The coach had the habit of standing at the school exit gate and hunt for tall guys. Unfortunately, I was little over grown by then. After school hours I used to be terribly scared to pass through the gate. Whenever, I see him at a distance I used to limb, similar strategy was adopted by my friends to. Imagine all tall guys limping towards the exit gate, my school literally looked like a school for handicapped students.
My tricks with him did not last longer and I was caught one day and he pulled me into the ground. I began counting my last few days at my school. With the fear in my head I went to the volley ball court. The coach made us run 4 rounds around the ground and squeezed out the last drop of water in my body. My thought that I will leave the school became very strong. At the end of the session he told us “don’t be normal and regular students who come to attend class, study, do homework and move out of school to just become an engineer or a doctor”. He said “Come out of your comfort zone, your life starts there”.
That night my body was paining like hell – so was my mind it had sank in the words of my coach “Come out of your comfort zone”.

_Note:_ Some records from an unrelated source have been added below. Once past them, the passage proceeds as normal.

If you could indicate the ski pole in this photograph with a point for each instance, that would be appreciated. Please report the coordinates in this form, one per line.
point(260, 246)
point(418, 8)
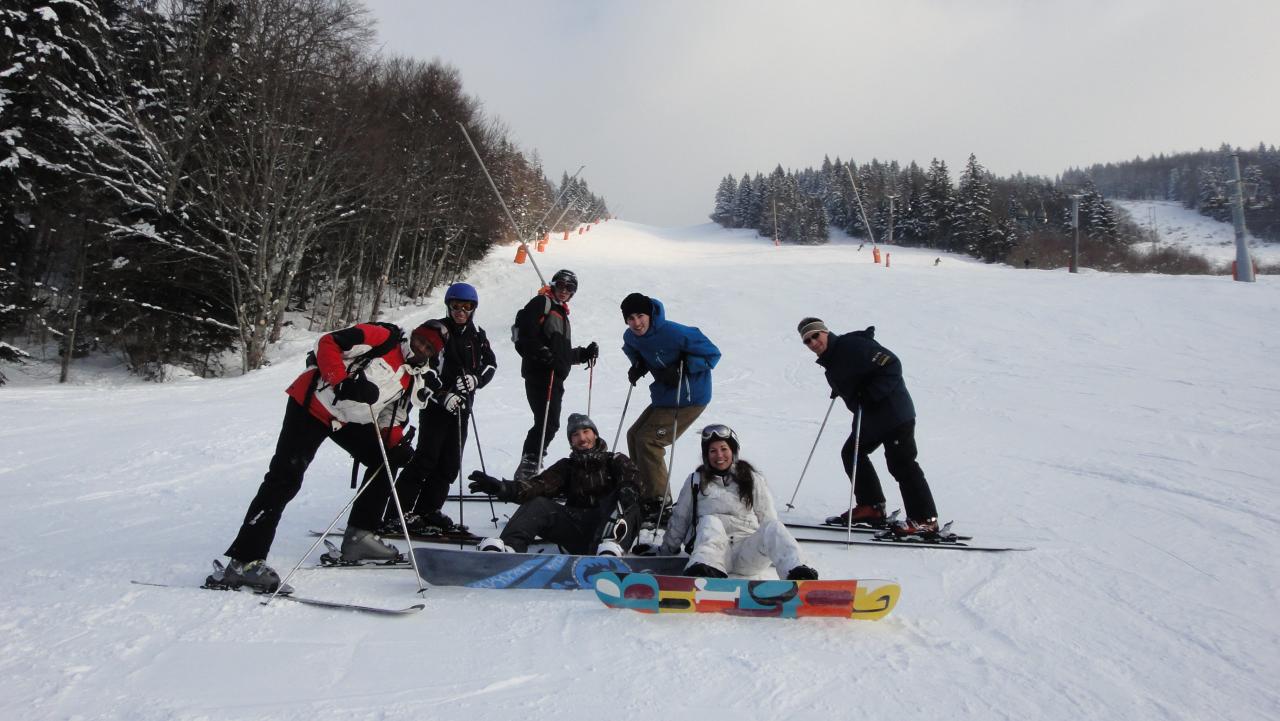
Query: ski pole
point(675, 434)
point(791, 503)
point(542, 430)
point(853, 474)
point(475, 429)
point(618, 434)
point(462, 409)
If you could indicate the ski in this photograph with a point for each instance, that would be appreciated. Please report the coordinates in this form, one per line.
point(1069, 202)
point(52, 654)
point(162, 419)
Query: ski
point(481, 569)
point(859, 528)
point(862, 599)
point(464, 538)
point(305, 601)
point(913, 542)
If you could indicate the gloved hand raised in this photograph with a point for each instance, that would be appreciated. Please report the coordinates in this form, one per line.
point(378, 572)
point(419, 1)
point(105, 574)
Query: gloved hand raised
point(465, 383)
point(484, 483)
point(452, 402)
point(356, 388)
point(636, 373)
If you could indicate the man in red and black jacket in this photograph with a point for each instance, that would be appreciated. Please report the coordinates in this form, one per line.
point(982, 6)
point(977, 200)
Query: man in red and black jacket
point(442, 427)
point(359, 374)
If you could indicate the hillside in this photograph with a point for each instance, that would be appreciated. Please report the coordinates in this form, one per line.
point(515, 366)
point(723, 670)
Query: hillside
point(1128, 427)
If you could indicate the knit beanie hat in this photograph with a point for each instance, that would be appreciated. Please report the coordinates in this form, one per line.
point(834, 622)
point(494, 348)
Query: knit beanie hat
point(636, 302)
point(577, 421)
point(810, 324)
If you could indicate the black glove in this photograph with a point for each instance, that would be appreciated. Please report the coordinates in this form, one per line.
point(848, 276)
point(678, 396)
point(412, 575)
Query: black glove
point(636, 373)
point(400, 455)
point(356, 388)
point(667, 375)
point(484, 483)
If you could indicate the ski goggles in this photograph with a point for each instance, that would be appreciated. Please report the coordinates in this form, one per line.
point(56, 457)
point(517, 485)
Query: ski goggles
point(718, 430)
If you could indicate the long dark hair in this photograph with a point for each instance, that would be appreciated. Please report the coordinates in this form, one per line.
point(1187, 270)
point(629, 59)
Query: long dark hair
point(743, 474)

After two weeks my school life became from “good to great”. I slowly moved out of my comfort zone and started practicing regularly. After two years our school team started performing well and we won state level volley ball tournaments and I represented state of Tamil Nadu in national volley ball championship and TN stood third overall. I slowly but firmly started realizing that success lies at the end of your comfort zone.
After few years my 12th results came and I went to my Dad – I asked him what course can I join – before he could even advise I suggested can I become an engineer or doctor. He starred at my face and said you will get into Guinness book of record if I get an admission after taking up commerce group (now you can imagine my academic level at school).
Finally I wrote law entrance and got a seat in SOEL. I was wondering what am I going to do since there was no one in my family who had taken up law as their profession. During the 1st semester we had a history professor who didn’t have legal background. The prof. used to speak brilliantly and once he said in loud voice “hang the judges in the nearest lamp post and dump the lawyers in the next ditch – for no one knows law”. This speech of him gave me confidence and I recollected what my coach said “At the end of my comfort zone”. I took up legal education seriously and passed out with a distinction (above 70%).
Finally, I ended up in corporate job (thanks to my master in business laws), I felt I was leading a very comfortable life and soon I started realizing that laziness is slowly settling within me, that time I realized some of my friends trekked during weekends and explored natural forests. I wanted to explore south Indian forests but how do I enter forests? / Who will guide me inside? / is it safe to trek? – Several questions popped within me.
I ventured inside the forests and I got lost many times inside forest but very quickly I learnt how to navigate using GPS. Now I can confidently claim that I can enter and exit any south Indian forests without anyone’s help. I recalled my VB coach words “At the end of your comfort zone” life starts.
The journey didn’t stop there I further noticed that my friends are running long distances and many of them are running marathons (42 kms), I couldn’t sit in my seat and watch their updates anymore. I wanted to make an attempt, every day after work I started my run – walk – run starting from light house to high court after few weeks I got used to that distance and in 2012 Chennai marathon I completed my first full marathon. Once again I recalled the words, “At the end of your comfort zone”, life begins.
Recently I landed up in Vodafone were I attended a club which finds happiness in making everyone to talk. I don’t know what mistake I did, on the very first day under the guise of making me talk they made me to stand in front of the club members – I literally had no idea what to talk that I stood there for 45 seconds without uttering a single word I walked out saying only “Thank You”.
I was wondering like how I used to do in school times, if I should hide from Mr.Athma every Friday or Thursday – but my friends I self-realised that “At the end of my comfort zone” there begins a new journey. Toastmasters here I come.